Currently, She is living in Pine Bluff, and working as Teacher.
By nationality, She is American, and currently, her food habit is mix vegetarian & non-vegetarian.
She also worships all the Gods and goddesses and also celebrates all the festivals.
His hobby is acting. She loves doing acting in movies and shows.

Read Also:  Who is Sean Patrick Kane Wiki, Biography, Age, Spouse, Net Worth

Height, Weight, And Body Measurements

Beth’s height is Not Available tall and she looks tall when standing with her friends. Though she is a little tall as compared to her friends still she manages to maintain her weight.
His weight is around Not Available and she always exercises to maintain that. She loves to do exercises regularly and also tells others to do that.
According to Beth, you must have to do exercise regularly to stay fit. her body measurements are not available currently, but we will update them very soon.

Height Not Available
In Meter: not available
In Feet: not available
Weight Not Available
In Pound: not available

Beth Holloway Spouse, Husband, , Personal Life

Parent Not Available
Father Not Available
Mother Not Available
Brother Not Available
Sister Not Available
Marital Status Married
Husband Children
Boyfriend Update Soon
Children 1

Beth’s father’s name is Not Available. We have no more Information about Beth Father; we will try to collect information and update soon.
Beth’s mother’s name is Not Available. We have no more Information about Beth Father; we will try to collect information and update soon.
Also, we have no idea about her brother and sister, and we don’t know their names either.
But we are trying hard to collect all the information about Beth and will update you soon.
her Boyfriend’s name is Not Available. They are in relation from previous few years of strong relationship. We have no information about Beth’s Boyfriend.
But we are sure that Beth is Married and her Husband’s name is Children. Now, her relationship is perfect. We have no more information about her Husband.
Also, we have no information about her son and daughter. We can’t say their name. If you know some information, please comment below.

Elizabeth Ann Holloway Net Worth

The Elizabeth Ann Holloway Estimated Net worth is $80K – USD $85k.

Monthly Income/Salary (approx.) $80K – $85k USD
Net Worth (approx.) $4 million- $6 million USD

Twitter, Facebook, and Instagram

Instagram Not Available
Twitter Not Available
Facebook Not Available

Fast Facts You Need To Know


Following her daughter’s disappearance, Holloway became a speaker on the topic of personal safety. She founded the International Safe Travels Foundation—to educate the public to help them travel more safely— and the Natalee Holloway Resource Center to aid families of missing persons.

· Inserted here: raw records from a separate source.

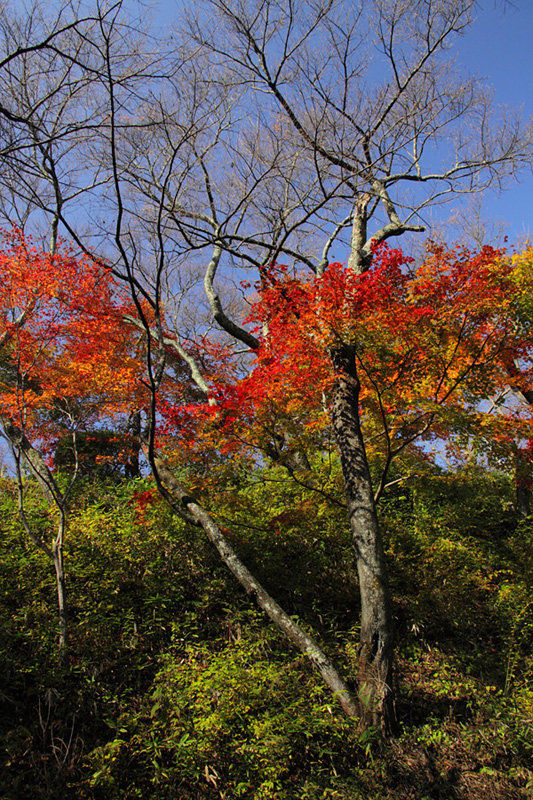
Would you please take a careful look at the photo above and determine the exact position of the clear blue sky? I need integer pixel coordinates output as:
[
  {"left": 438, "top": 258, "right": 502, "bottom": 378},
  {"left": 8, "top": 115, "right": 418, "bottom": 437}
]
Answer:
[
  {"left": 450, "top": 0, "right": 533, "bottom": 242},
  {"left": 152, "top": 0, "right": 533, "bottom": 243}
]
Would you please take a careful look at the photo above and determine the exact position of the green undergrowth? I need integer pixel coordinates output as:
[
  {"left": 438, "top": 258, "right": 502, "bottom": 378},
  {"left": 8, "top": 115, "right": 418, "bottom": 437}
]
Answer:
[{"left": 0, "top": 472, "right": 533, "bottom": 800}]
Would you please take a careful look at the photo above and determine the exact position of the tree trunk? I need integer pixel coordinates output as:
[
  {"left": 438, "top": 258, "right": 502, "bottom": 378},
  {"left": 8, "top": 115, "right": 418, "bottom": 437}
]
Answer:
[
  {"left": 154, "top": 456, "right": 359, "bottom": 717},
  {"left": 52, "top": 509, "right": 68, "bottom": 666},
  {"left": 330, "top": 345, "right": 395, "bottom": 734}
]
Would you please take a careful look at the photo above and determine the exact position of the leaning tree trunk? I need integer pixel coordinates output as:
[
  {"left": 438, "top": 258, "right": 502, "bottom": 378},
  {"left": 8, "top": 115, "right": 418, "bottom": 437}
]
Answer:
[
  {"left": 330, "top": 345, "right": 395, "bottom": 733},
  {"left": 153, "top": 455, "right": 359, "bottom": 717}
]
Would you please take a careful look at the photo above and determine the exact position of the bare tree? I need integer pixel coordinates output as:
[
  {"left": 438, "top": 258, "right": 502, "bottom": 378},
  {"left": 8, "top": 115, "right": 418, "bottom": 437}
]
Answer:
[{"left": 0, "top": 0, "right": 532, "bottom": 730}]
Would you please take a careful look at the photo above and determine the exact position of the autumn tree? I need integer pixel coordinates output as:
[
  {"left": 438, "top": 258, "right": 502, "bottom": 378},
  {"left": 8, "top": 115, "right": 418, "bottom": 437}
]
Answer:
[
  {"left": 0, "top": 0, "right": 531, "bottom": 728},
  {"left": 0, "top": 229, "right": 142, "bottom": 661}
]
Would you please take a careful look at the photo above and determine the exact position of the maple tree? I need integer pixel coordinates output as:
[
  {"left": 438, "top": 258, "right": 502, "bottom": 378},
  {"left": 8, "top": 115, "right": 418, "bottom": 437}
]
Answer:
[
  {"left": 0, "top": 229, "right": 144, "bottom": 659},
  {"left": 157, "top": 245, "right": 533, "bottom": 728}
]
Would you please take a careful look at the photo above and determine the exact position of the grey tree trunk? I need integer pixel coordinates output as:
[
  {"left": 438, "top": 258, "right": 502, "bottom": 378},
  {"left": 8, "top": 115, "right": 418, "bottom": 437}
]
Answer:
[
  {"left": 153, "top": 456, "right": 359, "bottom": 717},
  {"left": 330, "top": 345, "right": 395, "bottom": 734}
]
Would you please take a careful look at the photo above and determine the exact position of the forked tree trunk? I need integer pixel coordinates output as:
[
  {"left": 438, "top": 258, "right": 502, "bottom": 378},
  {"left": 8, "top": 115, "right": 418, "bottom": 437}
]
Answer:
[
  {"left": 153, "top": 456, "right": 359, "bottom": 717},
  {"left": 330, "top": 345, "right": 395, "bottom": 734}
]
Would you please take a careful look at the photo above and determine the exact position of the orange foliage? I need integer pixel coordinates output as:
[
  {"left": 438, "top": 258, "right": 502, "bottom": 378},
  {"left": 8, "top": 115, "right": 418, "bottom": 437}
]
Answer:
[{"left": 0, "top": 230, "right": 146, "bottom": 433}]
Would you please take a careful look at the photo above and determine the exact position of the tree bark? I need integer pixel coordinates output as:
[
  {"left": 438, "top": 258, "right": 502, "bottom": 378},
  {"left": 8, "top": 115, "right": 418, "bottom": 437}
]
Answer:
[
  {"left": 154, "top": 456, "right": 359, "bottom": 717},
  {"left": 330, "top": 345, "right": 395, "bottom": 734}
]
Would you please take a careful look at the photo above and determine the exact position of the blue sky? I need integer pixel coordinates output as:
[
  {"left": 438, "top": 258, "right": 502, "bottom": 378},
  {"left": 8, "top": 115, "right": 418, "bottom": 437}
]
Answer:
[
  {"left": 152, "top": 0, "right": 533, "bottom": 244},
  {"left": 448, "top": 0, "right": 533, "bottom": 242}
]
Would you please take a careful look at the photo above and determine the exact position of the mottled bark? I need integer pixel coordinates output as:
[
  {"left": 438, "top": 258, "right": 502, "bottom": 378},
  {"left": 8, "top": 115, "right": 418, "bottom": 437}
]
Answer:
[
  {"left": 330, "top": 345, "right": 395, "bottom": 733},
  {"left": 154, "top": 456, "right": 359, "bottom": 717}
]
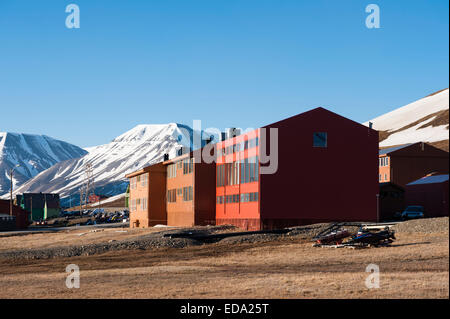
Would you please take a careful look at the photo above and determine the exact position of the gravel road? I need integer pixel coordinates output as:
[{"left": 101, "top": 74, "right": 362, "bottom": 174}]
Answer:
[{"left": 0, "top": 217, "right": 449, "bottom": 259}]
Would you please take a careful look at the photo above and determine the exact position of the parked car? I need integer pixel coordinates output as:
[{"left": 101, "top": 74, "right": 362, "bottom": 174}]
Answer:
[{"left": 402, "top": 205, "right": 425, "bottom": 220}]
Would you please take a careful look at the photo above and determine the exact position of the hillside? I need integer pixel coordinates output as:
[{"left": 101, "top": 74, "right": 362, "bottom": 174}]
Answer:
[
  {"left": 8, "top": 123, "right": 192, "bottom": 205},
  {"left": 0, "top": 132, "right": 87, "bottom": 195}
]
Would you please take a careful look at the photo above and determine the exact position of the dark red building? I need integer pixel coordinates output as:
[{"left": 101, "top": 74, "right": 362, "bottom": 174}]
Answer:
[
  {"left": 88, "top": 194, "right": 109, "bottom": 204},
  {"left": 0, "top": 199, "right": 29, "bottom": 229},
  {"left": 405, "top": 174, "right": 449, "bottom": 217},
  {"left": 216, "top": 108, "right": 379, "bottom": 230}
]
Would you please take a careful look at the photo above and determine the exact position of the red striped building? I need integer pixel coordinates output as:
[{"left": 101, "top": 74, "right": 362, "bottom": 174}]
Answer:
[{"left": 216, "top": 108, "right": 378, "bottom": 230}]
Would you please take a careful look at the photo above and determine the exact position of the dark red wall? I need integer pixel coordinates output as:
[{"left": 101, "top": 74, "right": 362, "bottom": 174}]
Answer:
[
  {"left": 0, "top": 199, "right": 28, "bottom": 229},
  {"left": 260, "top": 108, "right": 378, "bottom": 224}
]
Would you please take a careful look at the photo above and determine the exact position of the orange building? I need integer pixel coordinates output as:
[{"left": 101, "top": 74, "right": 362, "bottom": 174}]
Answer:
[
  {"left": 126, "top": 163, "right": 167, "bottom": 228},
  {"left": 163, "top": 150, "right": 216, "bottom": 226},
  {"left": 378, "top": 142, "right": 449, "bottom": 187}
]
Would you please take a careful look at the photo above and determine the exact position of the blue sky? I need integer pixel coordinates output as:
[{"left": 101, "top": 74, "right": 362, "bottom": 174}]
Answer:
[{"left": 0, "top": 0, "right": 449, "bottom": 147}]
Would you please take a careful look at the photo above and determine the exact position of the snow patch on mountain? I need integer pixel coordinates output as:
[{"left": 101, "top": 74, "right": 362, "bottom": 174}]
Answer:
[
  {"left": 8, "top": 123, "right": 194, "bottom": 203},
  {"left": 0, "top": 132, "right": 87, "bottom": 195}
]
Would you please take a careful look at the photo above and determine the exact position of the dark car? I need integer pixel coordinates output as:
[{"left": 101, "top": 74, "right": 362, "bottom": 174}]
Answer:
[{"left": 402, "top": 205, "right": 425, "bottom": 220}]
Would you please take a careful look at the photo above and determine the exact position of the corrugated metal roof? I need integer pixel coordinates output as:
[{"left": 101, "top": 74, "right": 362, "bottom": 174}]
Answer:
[
  {"left": 378, "top": 143, "right": 413, "bottom": 155},
  {"left": 407, "top": 174, "right": 448, "bottom": 185}
]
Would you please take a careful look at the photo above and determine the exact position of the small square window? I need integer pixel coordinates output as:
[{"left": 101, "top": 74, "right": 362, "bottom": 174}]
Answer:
[{"left": 313, "top": 132, "right": 327, "bottom": 147}]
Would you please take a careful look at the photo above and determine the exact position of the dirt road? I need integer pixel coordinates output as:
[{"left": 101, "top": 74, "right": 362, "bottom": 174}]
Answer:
[{"left": 0, "top": 226, "right": 449, "bottom": 298}]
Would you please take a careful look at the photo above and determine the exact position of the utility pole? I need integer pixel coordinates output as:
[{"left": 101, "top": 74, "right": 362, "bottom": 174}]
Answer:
[
  {"left": 84, "top": 163, "right": 95, "bottom": 208},
  {"left": 9, "top": 164, "right": 20, "bottom": 216}
]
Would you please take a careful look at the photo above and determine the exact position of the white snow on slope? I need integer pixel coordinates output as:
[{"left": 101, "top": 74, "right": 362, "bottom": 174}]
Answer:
[
  {"left": 0, "top": 132, "right": 86, "bottom": 195},
  {"left": 7, "top": 123, "right": 191, "bottom": 202},
  {"left": 363, "top": 89, "right": 449, "bottom": 147}
]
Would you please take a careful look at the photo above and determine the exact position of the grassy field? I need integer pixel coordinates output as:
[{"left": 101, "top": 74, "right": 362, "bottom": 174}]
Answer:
[{"left": 0, "top": 224, "right": 449, "bottom": 298}]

Around March 29, 2010, Joran van der Sloot contacted Twitty’s attorney John Q. Kelly with an offer to reveal the location of her daughter’s body and the circumstances surrounding her death for an advance of US$25,000 against a total of $250,000. Kelly said that he secretly went to Aruba in April to meet with Van der Sloot, who was desperate for money, and gave him $100. Kelly notified the Federal Bureau of Investigation to set up a sting operation with the Aruban authorities. On May 10, Van der Sloot accepted the amount of $15,000 by wire transfer from Birmingham to his account in the Netherlands, following a cash payment of $10,000 that was videotaped by undercover investigators in Aruba. In exchange, Van der Sloot told Kelly that his father buried Natalee’s remains in the foundation of a house. Authorities determined that the information that he in return provided was false, because the house had not yet been built at the time of Natalee’s disappearance. Van der Sloot later e-mailed Kelly that he lied about the house. Holloway was shocked that the FBI did not promptly file extortion charges against Van der Sloot, allowing him to leave freely with the money to Bogotá, Colombia, on his way to Lima, Peru. The FBI and the Office of the U.S. Attorney in Birmingham later claimed in a joint statement that they were working as quickly as possible and that the Lima murder was in no way the result of them allowing Van der Sloot to flee Aruba with the extorted money.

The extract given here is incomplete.